Wenn da jemand fährt, ohne mir Bescheid zu sagen bin ich sauer!!!


----------



## zeitweiser (19. Oktober 2004)

aufi geets junggggs so kann`s weitergehn
wer hätte das gedacht 
auf´m mte schlako bin ich mindestens einmal die Woche.
dann schaut meine feierabendrunde so aus
kurbele von wadgassen nach bous am ortsausgang richtung kloster heiligenborn am kloster rechts vorbei über den spielplatz.
Zauntür aufstossen und ab gehts über den Klostertrail richtung herman röchling höhe,nach einmündung auf den hauptweg weiter bergauf an der schützhütte vorbei danach rechts halten am hang entlang ca 1 km eben
danach abwärts fast bis zur B51 runter nach scharfer rechtskurve wieder links halten ca.150m wieder links und nochmal hoch zur hrh oben Strasse überqueren 150 hinter der schranke trail rechts hoch richtung wasserturm,am hauptweg wieder links weiter bergauf weiter geradeaus richtung wasserturm links am turm vorbei nächster abzweig links und abwärts richtung  hunderdressurplatz nach der schranke rechts ca 50m über teer 
jetzt heisst es aufpassen an den villen des völklinger kreuzbergs geht ein schmaler weg an einer mauer vorbei diesen weg nehmen wir nicht,sondern ca 3m weiter links geht der wildparktrail abwärts   juccchuuuu
weiter gehts am wildpark vorbei abwäts an der fussgängerampel andere seite schräg rechts in den wald  ca.200mlinks über brücke köllerbach danach links nächste rechts brücke über köllertalradweg rechts nächste links und dann immer gradeaus bis zum ende an der püttlinger kompostierungsanlage jetzt
links über teer geradeaus richtung ritterstrasse immer geradeaus bis zur kirche dann hauptstrasse rechts folgen richtung riegelsberg nach linkskurve links ab schachtstrasse am ende über fussgängerbrücke  in das gebiet des monte schlako hauptweg folgen bis erster abzweig links hoch geht weg geht zwischen kleinem und grossem monte durch danach wieder abwärts oberhalb sportplatz beginnt der aufstieg rechts hoch 1.variante rechts für mich nicht fahrbar
2.variante leichter anstieg windet sich fast 270° um die halde oben vor dem gipfel noch einmal etwas heftiger aber fahrbar 
oben weiss man dann wofür man es gemacht hat.
für den downhill gibt es ein paar verschiedene varianten
so jungs das war meine monte tour .
jetzt zeigt mal was ihr noch so im bunker habt  raus damit


----------



## Uwe G. (20. Oktober 2004)

@Alle 

vertraut michael
auch wenn es nicht immer so aussieht als ob er weiß was er macht 


Hääää... wie ging denn das jetzt?????   Ich wollte was zitieren..... Naja... egal!!!

Jeder der mit LoR_1 fährt muss nur eines wissen!!! Wenn der Michael mal vor einer Abfahrt sagt, "Da kann man was falsch machen", wird es komisch. 

Dann checkt vorher euere Unfallversicherung aud die Klausel "Blödsinn mit dem Tretrad"


----------



## MTB-News.de




----------



## LoR_1 (22. Oktober 2004)

@zeitweiser:
ähm... ja... so ähnlich!
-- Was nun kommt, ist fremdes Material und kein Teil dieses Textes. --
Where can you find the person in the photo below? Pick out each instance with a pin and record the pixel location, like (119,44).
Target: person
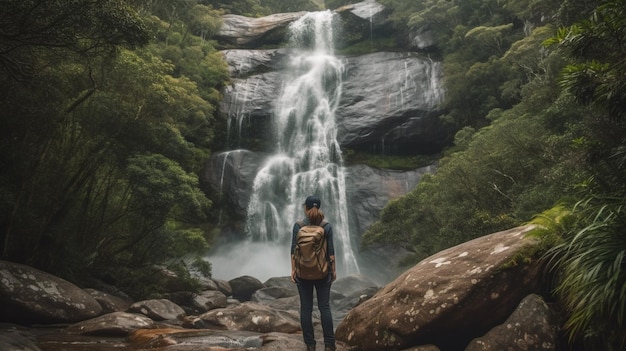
(315,216)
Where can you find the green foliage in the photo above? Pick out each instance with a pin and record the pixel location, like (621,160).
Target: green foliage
(103,134)
(387,161)
(537,127)
(591,278)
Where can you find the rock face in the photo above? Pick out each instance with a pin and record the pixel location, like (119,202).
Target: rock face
(254,317)
(112,324)
(231,176)
(246,31)
(158,309)
(533,326)
(390,101)
(370,189)
(461,291)
(28,294)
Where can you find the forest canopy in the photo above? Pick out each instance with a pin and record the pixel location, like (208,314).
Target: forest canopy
(110,108)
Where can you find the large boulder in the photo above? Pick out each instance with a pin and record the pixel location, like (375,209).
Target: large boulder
(13,338)
(28,295)
(244,287)
(244,31)
(462,291)
(534,326)
(110,303)
(251,316)
(158,309)
(112,324)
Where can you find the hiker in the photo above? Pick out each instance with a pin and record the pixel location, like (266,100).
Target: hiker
(314,219)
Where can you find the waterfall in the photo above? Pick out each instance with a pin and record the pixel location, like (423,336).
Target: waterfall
(307,157)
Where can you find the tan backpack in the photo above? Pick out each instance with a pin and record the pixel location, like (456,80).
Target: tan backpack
(310,253)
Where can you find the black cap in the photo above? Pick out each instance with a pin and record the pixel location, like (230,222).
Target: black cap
(312,201)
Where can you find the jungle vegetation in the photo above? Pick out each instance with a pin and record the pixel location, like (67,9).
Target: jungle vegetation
(108,109)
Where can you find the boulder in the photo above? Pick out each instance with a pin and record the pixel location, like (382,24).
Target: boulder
(158,309)
(214,299)
(28,295)
(291,303)
(250,316)
(250,32)
(271,293)
(110,303)
(533,326)
(112,324)
(342,306)
(194,339)
(282,282)
(462,291)
(224,287)
(351,284)
(13,338)
(369,11)
(244,287)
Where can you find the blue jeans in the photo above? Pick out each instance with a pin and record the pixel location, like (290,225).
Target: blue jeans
(322,287)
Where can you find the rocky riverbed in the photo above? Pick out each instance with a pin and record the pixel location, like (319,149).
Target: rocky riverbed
(474,296)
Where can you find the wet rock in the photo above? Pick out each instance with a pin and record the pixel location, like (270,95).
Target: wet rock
(13,338)
(110,303)
(244,63)
(224,287)
(158,309)
(291,303)
(112,324)
(271,293)
(343,306)
(250,32)
(28,295)
(282,282)
(351,284)
(244,286)
(251,316)
(390,102)
(534,326)
(169,339)
(462,291)
(214,299)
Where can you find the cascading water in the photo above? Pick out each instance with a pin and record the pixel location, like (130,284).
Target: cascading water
(308,158)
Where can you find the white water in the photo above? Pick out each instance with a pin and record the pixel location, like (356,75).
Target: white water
(307,160)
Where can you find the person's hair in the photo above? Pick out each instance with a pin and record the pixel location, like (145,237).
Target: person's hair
(315,215)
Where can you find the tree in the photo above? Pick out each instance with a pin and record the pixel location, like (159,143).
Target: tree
(85,27)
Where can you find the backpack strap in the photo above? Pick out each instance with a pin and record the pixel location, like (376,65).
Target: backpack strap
(322,224)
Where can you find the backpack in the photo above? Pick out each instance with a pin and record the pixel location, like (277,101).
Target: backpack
(310,253)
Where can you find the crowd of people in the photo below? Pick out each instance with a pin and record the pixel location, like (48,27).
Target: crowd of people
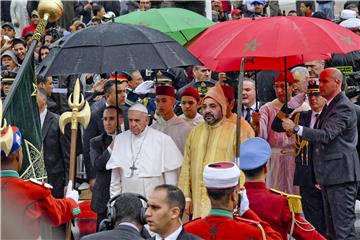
(160,147)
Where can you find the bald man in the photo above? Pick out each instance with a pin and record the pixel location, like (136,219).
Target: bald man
(336,162)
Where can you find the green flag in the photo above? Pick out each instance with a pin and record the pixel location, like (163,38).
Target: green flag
(21,110)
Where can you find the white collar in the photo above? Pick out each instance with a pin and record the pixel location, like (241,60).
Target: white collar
(172,236)
(42,116)
(253,107)
(329,101)
(129,224)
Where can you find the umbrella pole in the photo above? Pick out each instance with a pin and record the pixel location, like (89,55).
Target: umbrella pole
(256,95)
(239,105)
(117,105)
(285,71)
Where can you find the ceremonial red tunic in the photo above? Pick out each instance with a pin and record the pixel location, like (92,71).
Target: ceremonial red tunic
(25,203)
(274,209)
(221,224)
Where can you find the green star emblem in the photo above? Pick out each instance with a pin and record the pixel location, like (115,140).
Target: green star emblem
(252,46)
(346,39)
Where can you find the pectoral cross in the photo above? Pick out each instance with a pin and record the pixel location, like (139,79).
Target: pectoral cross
(132,168)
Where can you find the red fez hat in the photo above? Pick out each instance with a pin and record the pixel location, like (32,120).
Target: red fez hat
(228,92)
(120,77)
(191,91)
(235,12)
(165,90)
(281,77)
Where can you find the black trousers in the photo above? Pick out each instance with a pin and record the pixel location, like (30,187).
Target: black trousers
(339,208)
(313,207)
(57,181)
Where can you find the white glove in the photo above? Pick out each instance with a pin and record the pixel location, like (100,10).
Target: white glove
(145,87)
(244,204)
(71,193)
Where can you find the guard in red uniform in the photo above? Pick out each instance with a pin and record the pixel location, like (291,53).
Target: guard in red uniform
(222,185)
(25,203)
(281,210)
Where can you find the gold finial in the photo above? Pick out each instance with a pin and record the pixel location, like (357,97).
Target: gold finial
(6,139)
(50,10)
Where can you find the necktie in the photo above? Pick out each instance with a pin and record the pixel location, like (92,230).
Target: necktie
(248,115)
(316,125)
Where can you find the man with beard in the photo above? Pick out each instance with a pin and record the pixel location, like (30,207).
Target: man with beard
(208,142)
(19,48)
(190,102)
(168,122)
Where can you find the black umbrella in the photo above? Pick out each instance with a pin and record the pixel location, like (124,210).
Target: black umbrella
(112,47)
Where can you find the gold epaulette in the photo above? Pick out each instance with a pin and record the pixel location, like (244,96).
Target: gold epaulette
(294,201)
(44,184)
(240,219)
(281,115)
(252,222)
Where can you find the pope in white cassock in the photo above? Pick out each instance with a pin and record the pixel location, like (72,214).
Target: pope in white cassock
(142,157)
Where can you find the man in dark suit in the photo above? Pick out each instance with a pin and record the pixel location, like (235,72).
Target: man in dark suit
(56,147)
(96,126)
(166,206)
(311,197)
(336,162)
(128,224)
(100,152)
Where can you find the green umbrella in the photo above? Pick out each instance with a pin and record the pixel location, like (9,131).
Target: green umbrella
(180,24)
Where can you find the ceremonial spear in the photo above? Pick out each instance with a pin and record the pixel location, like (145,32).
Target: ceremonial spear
(80,114)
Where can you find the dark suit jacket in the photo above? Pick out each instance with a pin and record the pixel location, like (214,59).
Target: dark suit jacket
(335,157)
(121,232)
(100,156)
(56,147)
(184,236)
(94,129)
(357,110)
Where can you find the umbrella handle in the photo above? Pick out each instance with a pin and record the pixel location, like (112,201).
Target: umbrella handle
(239,104)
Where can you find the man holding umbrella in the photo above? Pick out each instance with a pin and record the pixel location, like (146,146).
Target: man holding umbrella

Ich sehe, du hast dir wirklich viel Mühe gegeben. 
Leider kann ich dir die geplante Tour nicht derart detaiiert beschreiben... unter anderem, weil ich die Gegend in der wir fahren werden, einfach nicht genau kenne. Die Tourgestaltung hat somit oft viel mit Glück zu tun... 
Wiseman´s "Lasstihnaufkeinenfallvorfahren"-Trauma scheint da auch was mit zu tun zu haben. 
Ich versprech dir aber, dir alles genau zu zeigen(!!!), wenn ich´s hier schon nicht aufschreiben kann. Okay?

@all:
Wann habt ihr denn Zeit?
Vorschlag: Wochenende 30 oder 31.10

???


----------



## Wiseman (22. Oktober 2004)

LoR_1 schrieb:
			
		

> Die Tourgestaltung hat somit oft viel mit Glück zu tun...
> Wiseman´s "Lasstihnaufkeinenfallvorfahren"-Trauma scheint da auch was mit zu tun zu haben.
> 
> @all:
> ...


Ich musste mich nur dran gewöhnen, mittlerweile geht es ja und ziehe dich nur damit auf 

am 30. ist eine Tour in Rodalben geplant dann käme für mich nur der 31. in Frage. Gutes Wetter natürlich vorausgesetzt.

Grüße,
Wiseman


----------



## MartinM (22. Oktober 2004)

LoR_1 schrieb:
			
		

> @zeitweiser:
> ähm... ja... so ähnlich! Ich sehe, du hast dir wirklich viel Mühe gegeben.
> Leider kann ich dir die geplante Tour nicht derart detaiiert beschreiben... unter anderem, weil ich die Gegend in der wir fahren werden, einfach nicht genau kenne. Die Tourgestaltung hat somit oft viel mit Glück zu tun...
> Wiseman´s "Lasstihnaufkeinenfallvorfahren"-Trauma scheint da auch was mit zu tun zu haben.
> ...




Hi LoR1

wie sieht es mal mit ner Nachtbike Haldentour aus
Ich bin wohl ab dem 28. wieder im Lande und muss ueber einen Monat Sportloses Leben aufholen

Gruesse aus Taiwan
und Viel Spass bei eurer Haldentour

MartinM


----------



## LoR_1 (22. Oktober 2004)

FUC*!!! Das hab ich ganz vergessen...
und wirklich schlimm ist, dass ich Moose gerade erst vor 2 Tagen danach gefragt hab... 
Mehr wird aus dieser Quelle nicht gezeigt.